The history of complementary medicine (CM) includes two distinct but overlapping narratives: the histories of various complementary treatments and practices, themselves a collection of more than one hundred different approaches, and the history of their definition as complementary. One immediate problem is the lack of an agreed-upon definition of CM and its associated terms, like alternative medicine and integrative medicine. The meaning of these terms continues to evolve. Historically, the National Center for Complementary and Integrative Health (NCCIH) and the National Cancer Institute (NCI), among other governmental entities, used differing CM and integrative health definitions, confusing consumers. In the twenty-first century, efforts have been made to standardize these definitions.

The National Academy of Medicine (NAM) (formerly Institute of Medicine, IOM), however, notes that the identification of any treatment as complementary is, in part, a historical judgment; NAM defines CM as that which contrasts “the dominant health system of a particular society or culture in a given historical period.” This essay will focus on the evolution of complementary medicine in the United States, which has been a unique historical laboratory for unconventional approaches to healthcare.

The Nineteenth Century: Innovation and Competition

The term complementary medicine is a relatively recent coinage, the result of two major changes in the landscape of healthcare in the United States. The first change was the transition in the nineteenth and early twentieth centuries from a range of patterns of medical education and competing philosophies of healthcare to the standardization of educational requirements for physicians and the establishment of Western scientific medicine as the yardstick against which all other approaches were measured.
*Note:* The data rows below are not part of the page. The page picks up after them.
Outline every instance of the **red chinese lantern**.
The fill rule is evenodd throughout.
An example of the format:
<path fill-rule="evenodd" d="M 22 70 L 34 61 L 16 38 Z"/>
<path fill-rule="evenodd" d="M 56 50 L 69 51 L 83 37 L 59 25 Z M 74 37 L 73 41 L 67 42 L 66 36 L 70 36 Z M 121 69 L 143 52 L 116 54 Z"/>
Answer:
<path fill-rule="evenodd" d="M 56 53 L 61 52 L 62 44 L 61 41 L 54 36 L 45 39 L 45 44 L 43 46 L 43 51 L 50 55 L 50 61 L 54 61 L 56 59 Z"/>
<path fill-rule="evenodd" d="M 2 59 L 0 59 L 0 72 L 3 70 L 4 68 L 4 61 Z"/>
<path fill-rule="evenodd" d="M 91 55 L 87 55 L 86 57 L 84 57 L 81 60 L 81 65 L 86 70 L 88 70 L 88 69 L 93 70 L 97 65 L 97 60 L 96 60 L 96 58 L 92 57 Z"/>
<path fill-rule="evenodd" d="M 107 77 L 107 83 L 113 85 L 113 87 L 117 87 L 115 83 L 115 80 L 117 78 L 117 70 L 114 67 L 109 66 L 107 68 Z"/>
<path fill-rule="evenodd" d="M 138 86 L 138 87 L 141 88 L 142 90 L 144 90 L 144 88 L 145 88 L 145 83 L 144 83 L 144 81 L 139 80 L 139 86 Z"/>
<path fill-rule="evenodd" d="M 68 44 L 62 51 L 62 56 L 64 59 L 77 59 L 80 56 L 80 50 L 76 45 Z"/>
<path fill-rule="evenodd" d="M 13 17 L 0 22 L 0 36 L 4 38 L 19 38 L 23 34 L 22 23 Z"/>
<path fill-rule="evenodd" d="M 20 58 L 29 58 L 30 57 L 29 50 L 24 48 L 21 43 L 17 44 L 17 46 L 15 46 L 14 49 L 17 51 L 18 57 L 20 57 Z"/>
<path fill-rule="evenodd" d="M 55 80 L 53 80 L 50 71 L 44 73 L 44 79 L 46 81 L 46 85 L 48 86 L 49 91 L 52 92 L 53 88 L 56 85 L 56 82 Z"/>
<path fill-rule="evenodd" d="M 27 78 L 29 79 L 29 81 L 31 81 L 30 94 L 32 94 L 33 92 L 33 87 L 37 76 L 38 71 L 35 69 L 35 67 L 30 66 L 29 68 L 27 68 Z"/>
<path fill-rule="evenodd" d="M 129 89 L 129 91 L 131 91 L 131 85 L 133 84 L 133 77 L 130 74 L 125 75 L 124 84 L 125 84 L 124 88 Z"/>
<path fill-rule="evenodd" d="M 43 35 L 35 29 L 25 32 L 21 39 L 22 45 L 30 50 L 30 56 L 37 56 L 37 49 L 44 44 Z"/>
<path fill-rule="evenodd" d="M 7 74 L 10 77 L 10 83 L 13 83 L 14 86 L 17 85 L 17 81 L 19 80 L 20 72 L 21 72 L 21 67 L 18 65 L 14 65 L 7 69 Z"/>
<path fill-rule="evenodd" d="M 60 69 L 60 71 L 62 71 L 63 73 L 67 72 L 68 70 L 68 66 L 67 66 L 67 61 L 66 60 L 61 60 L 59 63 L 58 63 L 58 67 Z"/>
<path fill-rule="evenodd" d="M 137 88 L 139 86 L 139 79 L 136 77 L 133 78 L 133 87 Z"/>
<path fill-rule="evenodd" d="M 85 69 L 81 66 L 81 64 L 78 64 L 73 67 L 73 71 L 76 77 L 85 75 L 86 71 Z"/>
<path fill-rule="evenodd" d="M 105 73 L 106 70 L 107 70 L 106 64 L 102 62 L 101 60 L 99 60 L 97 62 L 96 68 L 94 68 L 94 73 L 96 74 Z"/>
The second major change was the opposition to this standardization that began in the 1960s.

What is now considered the center of a physician’s education, the university-related medical school, was the exception rather than the rule for the first century of the existence of the United States. Only two such schools had been founded before the American Revolution, one at the University of Pennsylvania (1765) and the other at Columbia University (1767). Because of the vast size of the continent and the difficulties of practicing medicine on the frontier, other ways of training physicians were adopted. Training now included apprenticeships with practicing physicians, at the end of which the fledgling practitioner was admitted to the local medical society on the basis of a letter of recommendation from the student’s mentor. There were no state or national board examinations at this time.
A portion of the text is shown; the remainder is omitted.